Where an individual involved in an accident becomes a party to litigation based on negligence and dies due to causes unrelated to the accident, is said litigant entitled to the presumption that due care was exercised in the operation of his motor vehicle at the time of the accident?

This matter was not presented to the Court until the end of all the testimony in the case in the form of Requests for Charge by the defendant.1

*696The issue is novel in the sense that the precise question has never been decided by the appellate courts of Pennsylvania, nor by any of the nisi prius courts, and that being so, the Court is required to consider such approach to the problem as may be indicated by the Pennsylvania cases in the general field and to resort to general applicable principles to reach a conclusion consistent with Pennsylvania law. Gerr v. Emrick, 283 F.2d 293 (3rd Cir., 1960).

In sum, it is incumbent upon the Court to make its own determination of what the Pennsylvania Supreme Court would probably rule in a similar case. The cases which counsel and the Court have found in their research enunciate the following rule:

When a person is killed in an accident, there is a presumption arising from the general knowledge of the strength of the instinct of self-preservation and the natural desire to avoid pain and injury to one’s self that the deceased at the time of the accident was exercising due care. Morin v. Kreidt, 310 Pa. 90, 164 A. 799 (1932); Schofield v. King, 388 Pa. 132, 130 A.2d 93 (1957).

The case that involves facts that have some similarity to the issue in question is Lyons v. Bodelc Estate, 393 Pa. 131, 142 A.2d 199 (1958).2 The rule of law was enunciated that a presumption of due care on the part of the decedent applies only where the death or inability to testify occurs by reason of the accident, and that because the lips of a surviving party are sealed by virtue of the Dead Man’s Statute does not give to such survivor the benefit of any such presumption in his favor.
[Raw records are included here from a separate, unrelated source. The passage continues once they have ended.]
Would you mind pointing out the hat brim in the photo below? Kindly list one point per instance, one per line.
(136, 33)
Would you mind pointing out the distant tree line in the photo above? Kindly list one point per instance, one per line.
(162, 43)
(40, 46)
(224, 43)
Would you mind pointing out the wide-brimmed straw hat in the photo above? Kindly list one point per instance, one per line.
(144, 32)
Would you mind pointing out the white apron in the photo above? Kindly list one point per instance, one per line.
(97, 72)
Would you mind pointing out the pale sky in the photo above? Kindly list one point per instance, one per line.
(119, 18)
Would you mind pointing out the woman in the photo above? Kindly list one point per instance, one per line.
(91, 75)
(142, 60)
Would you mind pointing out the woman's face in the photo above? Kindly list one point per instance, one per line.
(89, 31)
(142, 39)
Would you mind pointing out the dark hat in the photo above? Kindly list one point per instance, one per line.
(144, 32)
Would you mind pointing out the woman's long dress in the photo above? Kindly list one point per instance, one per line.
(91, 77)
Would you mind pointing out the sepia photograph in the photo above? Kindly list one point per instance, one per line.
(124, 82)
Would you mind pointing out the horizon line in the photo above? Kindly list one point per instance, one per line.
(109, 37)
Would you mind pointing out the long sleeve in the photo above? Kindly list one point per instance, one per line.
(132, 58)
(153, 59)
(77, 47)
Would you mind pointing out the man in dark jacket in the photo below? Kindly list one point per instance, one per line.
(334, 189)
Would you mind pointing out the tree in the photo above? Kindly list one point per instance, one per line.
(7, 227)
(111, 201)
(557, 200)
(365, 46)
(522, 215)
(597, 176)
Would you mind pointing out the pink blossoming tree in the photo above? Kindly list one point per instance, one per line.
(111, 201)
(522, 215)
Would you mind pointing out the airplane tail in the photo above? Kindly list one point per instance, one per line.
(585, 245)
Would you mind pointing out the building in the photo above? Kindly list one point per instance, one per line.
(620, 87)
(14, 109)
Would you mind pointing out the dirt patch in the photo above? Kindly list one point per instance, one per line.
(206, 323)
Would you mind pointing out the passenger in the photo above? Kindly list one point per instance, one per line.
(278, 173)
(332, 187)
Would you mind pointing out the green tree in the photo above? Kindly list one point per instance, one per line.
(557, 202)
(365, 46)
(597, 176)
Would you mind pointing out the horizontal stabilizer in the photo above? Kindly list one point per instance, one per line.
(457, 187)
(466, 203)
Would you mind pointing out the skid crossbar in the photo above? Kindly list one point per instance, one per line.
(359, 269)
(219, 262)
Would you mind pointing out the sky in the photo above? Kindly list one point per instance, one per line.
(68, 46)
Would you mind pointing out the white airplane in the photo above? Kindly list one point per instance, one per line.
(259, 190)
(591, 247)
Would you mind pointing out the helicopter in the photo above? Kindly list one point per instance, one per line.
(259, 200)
I conclude if this matter were presented to the Supreme Court of Pennsylvania, the rule of law would be enunciated that for the presumption of due care to have application to a party to an accident who dies subsequent thereto, it is necessary that said litigant die as a result of said accident.

The underlying purpose of said presumption was based on the thesis that general knowledge exists that there is an instinct on the part of any person who is involved in an accident to preserve his general well-being with a natural desire to avoid injury or death.

When a person dies of natural causes unrelated to the accident, there is no basis or thesis to apply the presumption.

The Motion for New Trial shall be granted, and an appropriate Order is entered.

. Counsel for the parties had no authorities to submit to the Court in support of the point, and it was necessary for the trial judge, in the limited time that was *696available, to reach a conclusion as best the law could be formulated. No Pennsylvania case had been cited to the Court by counsel, nor can any be found through exhaustive research made on the part of the Court.

. The plaintiff was injured on premises of the defendant and died subsequent to plaintiff’s injury. Under the Dead Man’s Statute in Pennsylvania, 28 Pa.P.S. § 322, plaintiff was disqualified from testifying. The Supreme Court was presented with the question as to whether the plaintiff was entitled to a presumption of due care due to the death of the defendant, which therefore rendered the plaintiff’s testimony inadmissible under the above Statute.